My rich dad taught me different. He said the game is rigged, and the only way to win is to understand how the rigging works.
These prediction markets? They're the latest rigging mechanism.
But here's what separates the rich from the poor and middle class. The rich don't play rigged games. They build their own games with their own rules.
True market insight doesn't require betting on bodies.
You want real information? Look at economic indicator markets. Inflation trends. Commodity flows. Productivity metrics. These tell you where money is actually moving without requiring anyone to die for your portfolio gains.
You want real opportunity? Look at private deal flow in B2B, real estate, and fintech. Tangible businesses solving tangible problems for tangible customers.
You want real protection? Look at assets that thrive in instability without creating it. Gold. Silver. Bitcoin. These don't need wars to generate returns.
I've been pounding the table on gold since it was around $300 an ounce. People laughed. They called me crazy. Now gold's pushing toward all-time highs and those same people are scrambling to catch up.
While gamblers chase war profits, smart money does three things.
First, they flee unregulated prediction platforms. These aren't investments. They're casino chips dressed up in financial language.
Second, they triple down on cash-flowing private deals. Real businesses. Real revenue. Real assets you can touch and verify.
Third, they use REAL economic signals. Not bloodshed metrics. Not conflict odds. Actual data about actual economic activity.
My rich dad used to say, "The poor and middle class work for money. The rich have money work for them."
Betting on prediction markets isn't having money work for you. It's gambling. And in gambling, the house always wins.
Especially when the "house" bets against peace.
Look, I'm not naive.
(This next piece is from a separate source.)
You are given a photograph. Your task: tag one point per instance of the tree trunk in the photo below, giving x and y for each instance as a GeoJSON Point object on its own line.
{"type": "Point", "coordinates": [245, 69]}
I know geopolitical instability creates opportunities. I've written about it for decades. When I came back from Vietnam, I understood that chaos and opportunity often walk hand in hand.
But there's a difference between preparing for instability and profiting from creating it.
The prediction market crowd wants you to believe they're providing a public service. "Information aggregation," they call it. "Crowd wisdom."
Baloney.
They're running a casino where the chips are measured in human lives. And they're laughing all the way to the bank while regular Americans worry about their sons and daughters getting shipped overseas.
I didn't fly combat missions so Wall Street could turn war into a spectator sport with betting windows.
The financial education system failed you. Schools taught you to save money in a bank while inflation ate your purchasing power. They taught you to trust your 401(k) while insiders front-ran every trade. Now they want you to think betting on geopolitical chaos is "sophisticated investing."
It's not sophisticated. It's sick.
Real wealth comes from understanding cash flow. From owning assets that produce income whether markets go up or down. From building financial intelligence that lets you see through the smoke and mirrors.
That's what I've spent my entire career teaching. That's what Rich Dad Poor Dad was really about. Not getting rich quick. Getting smart permanently.
The prediction market gamblers will have their day. They always do. But when the music stops, and it always stops, they'll be left holding worthless positions while the smart money sits on gold, silver, Bitcoin, and cash-flowing private deals.
I know which side of that trade I want to be on.
The house always wins in rigged games. Especially when the "house" bets against peace.